Suddenly Michael said, ‘I’ve been meaning to ask you something. About your . . . about Alfie.’ Rose waited. ‘Well, how is he?’
Rose was puzzled. ‘Well, he’s not too good. He never is of course. But he’s got a chill at the moment.’
‘I meant . . .’ Michael looked down at the floor between his legs. ‘Is he never going to get right again?’
‘No. There’s nothing anyone can do for him. No cure. Michael, you know that. I’ve told you endless times.’
He shook his head sadly. ‘I thought – I was just making sure.’
‘Anyroad,’ Rose went on. ‘The next thing is George is coming out, next week some time. God knows I’ve wished him out of there often enough, but now he’s really coming I don’t know what the hell we’re going to do with him. I’m scared at the thought, Michael, to tell you the truth.’
‘Where’s he going to live?’
Rose shrugged again. ‘I s’pose he’ll have to come home. I mean where else? Grace hasn’t said a word about it and Dad might as well have forgotten who he is. We’ll just have to see if he can hold down a job.’
‘Can he do anything?’
‘Thieving. He’s good at that.’
Michael laughed, pulling out his cigarettes. Rose felt as if his blue eyes were piercing right through her. ‘You only see your family as they are, don’t you, Rosie? Not like me. Always wanting to put Mary on a pedestal like a plaster statue.’
‘Well, how else?’ Rose joined in his laughter and accepted a cigarette. ‘Bit late to go making up fairy stories about them, isn’t it?’
‘Not for me. It’s just the way I like to dream about people.’ And again the sadness crept back in to his eyes. ‘Trouble with statues on pedestals is that one way or another they keep getting knocked off.’
Then he asked, with the kind of intensity she had started to dread from him, ‘What about you, Rosie?’ He asked the question as if he wanted someth
ing from her: some pronouncement or decision. ‘What are you going to do?’

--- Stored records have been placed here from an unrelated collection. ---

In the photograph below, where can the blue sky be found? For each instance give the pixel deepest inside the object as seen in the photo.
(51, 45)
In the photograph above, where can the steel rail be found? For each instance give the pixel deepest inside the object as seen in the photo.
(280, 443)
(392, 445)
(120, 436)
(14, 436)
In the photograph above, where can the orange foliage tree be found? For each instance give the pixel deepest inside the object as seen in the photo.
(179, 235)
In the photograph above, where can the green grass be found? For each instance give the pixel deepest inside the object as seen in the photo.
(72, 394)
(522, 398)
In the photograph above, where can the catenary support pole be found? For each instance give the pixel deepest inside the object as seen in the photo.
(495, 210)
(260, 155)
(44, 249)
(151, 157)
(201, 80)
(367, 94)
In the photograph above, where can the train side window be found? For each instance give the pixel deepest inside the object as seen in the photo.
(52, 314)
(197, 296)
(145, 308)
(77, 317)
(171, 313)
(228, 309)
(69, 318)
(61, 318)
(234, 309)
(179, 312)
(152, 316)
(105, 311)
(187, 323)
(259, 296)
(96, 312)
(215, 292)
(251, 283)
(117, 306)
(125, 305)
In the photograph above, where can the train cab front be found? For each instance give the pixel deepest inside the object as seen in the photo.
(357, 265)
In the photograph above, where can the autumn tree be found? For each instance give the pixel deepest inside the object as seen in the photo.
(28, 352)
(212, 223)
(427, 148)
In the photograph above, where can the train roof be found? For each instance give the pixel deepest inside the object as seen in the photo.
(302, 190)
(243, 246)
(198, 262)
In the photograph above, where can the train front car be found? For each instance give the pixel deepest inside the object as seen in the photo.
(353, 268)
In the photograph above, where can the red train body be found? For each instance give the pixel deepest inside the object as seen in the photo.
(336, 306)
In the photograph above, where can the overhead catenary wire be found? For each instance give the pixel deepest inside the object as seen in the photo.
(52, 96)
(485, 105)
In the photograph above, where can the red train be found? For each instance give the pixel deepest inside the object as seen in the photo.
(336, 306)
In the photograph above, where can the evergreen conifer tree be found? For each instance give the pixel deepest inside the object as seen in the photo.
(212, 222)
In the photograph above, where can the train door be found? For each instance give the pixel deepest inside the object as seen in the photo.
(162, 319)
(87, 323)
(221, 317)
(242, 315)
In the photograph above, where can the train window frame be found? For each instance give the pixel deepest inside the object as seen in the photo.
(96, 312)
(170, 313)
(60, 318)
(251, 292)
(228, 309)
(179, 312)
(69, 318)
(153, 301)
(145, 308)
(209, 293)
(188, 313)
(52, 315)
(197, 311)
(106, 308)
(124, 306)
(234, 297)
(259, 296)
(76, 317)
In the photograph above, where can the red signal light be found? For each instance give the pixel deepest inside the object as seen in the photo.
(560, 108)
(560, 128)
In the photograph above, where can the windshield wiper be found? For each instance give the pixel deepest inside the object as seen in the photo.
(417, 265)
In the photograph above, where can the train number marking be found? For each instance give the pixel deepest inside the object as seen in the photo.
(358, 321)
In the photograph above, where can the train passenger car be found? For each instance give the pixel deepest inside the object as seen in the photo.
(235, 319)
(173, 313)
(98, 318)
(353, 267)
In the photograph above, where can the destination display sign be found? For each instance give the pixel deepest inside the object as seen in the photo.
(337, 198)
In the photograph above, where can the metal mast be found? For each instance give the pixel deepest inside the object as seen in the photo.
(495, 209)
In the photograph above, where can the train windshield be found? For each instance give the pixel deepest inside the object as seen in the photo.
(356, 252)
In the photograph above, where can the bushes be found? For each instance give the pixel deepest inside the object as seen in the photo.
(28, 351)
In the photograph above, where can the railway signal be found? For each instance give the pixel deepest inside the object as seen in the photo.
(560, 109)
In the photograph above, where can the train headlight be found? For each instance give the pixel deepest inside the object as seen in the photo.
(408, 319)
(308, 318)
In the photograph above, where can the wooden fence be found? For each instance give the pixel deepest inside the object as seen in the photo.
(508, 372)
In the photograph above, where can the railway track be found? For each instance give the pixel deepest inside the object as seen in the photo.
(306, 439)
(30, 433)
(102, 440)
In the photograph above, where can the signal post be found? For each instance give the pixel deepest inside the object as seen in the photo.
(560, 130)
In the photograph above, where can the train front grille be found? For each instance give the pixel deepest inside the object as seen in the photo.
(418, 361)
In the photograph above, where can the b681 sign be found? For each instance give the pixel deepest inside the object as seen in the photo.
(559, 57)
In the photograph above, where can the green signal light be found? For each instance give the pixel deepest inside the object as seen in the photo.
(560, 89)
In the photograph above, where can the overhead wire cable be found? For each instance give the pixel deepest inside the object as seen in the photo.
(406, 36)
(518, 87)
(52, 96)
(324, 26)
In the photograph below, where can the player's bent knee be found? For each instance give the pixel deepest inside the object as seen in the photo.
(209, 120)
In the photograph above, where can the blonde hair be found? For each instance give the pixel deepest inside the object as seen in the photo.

‘I’m going to look for a new job,’ she told him. ‘I should be able to get better money now, so I’ll be looking around. I’ve got one place in mind, but really I’m being a bit cheeky. It’s in town, with a solicitor. But I might as well have a try.’
Michael was draining his glass as she spoke. He put the glass down excitedly. ‘Maybe I could find you something. I’m sure I could.’
Rose decided to treat this as a joke. ‘Let me try out my wings first before you rush in to rescue me. But thanks for the offer. Now, let me get the next one in.’
But Michael stubbed out his cigarette with sudden resolve and picked up his coat. ‘Come on, Rosie. It’s not cold out. I’ll take you to see my place. It’s only a walk along the road.’
‘Your house?’ Rose asked, astonished.
‘Jesus, no. I’ll show you the business.’ Seeing her hesitate, he urged her, ‘Come on, what’s the harm? I’d be proud for you to see it. You’ll be home with time to spare.’ He took her arm.
It was a cloudy night and mild, with a threat of drizzle. The shop was only a few streets away, and they walked in silence, well apart, as if they were afraid even of their hands touching by accident. It was an apprehensive, embarrassed silence. Rose knew why he was taking her there, and he knew that she knew. It all seemed inevitable after their meetings, but suddenly so very uneasy. Not at all a comfortable progression from confiding friendship to possible lovemaking, but driven, and somehow at odds.
He stopped outside a quite smart-looking shop front and, looking up, she saw ‘GILLESPIE’S’ in bold dark letters above the window. He didn’t go into the darkened betting shop. Instead he led her up a narrow staircase, between walls covered with brown, chipped paint and smelling of stale cigarette smoke and general dirtiness.
‘Not too nice, that bit,’ he apologized when they reached the top. ‘Come on in here. This is my office.’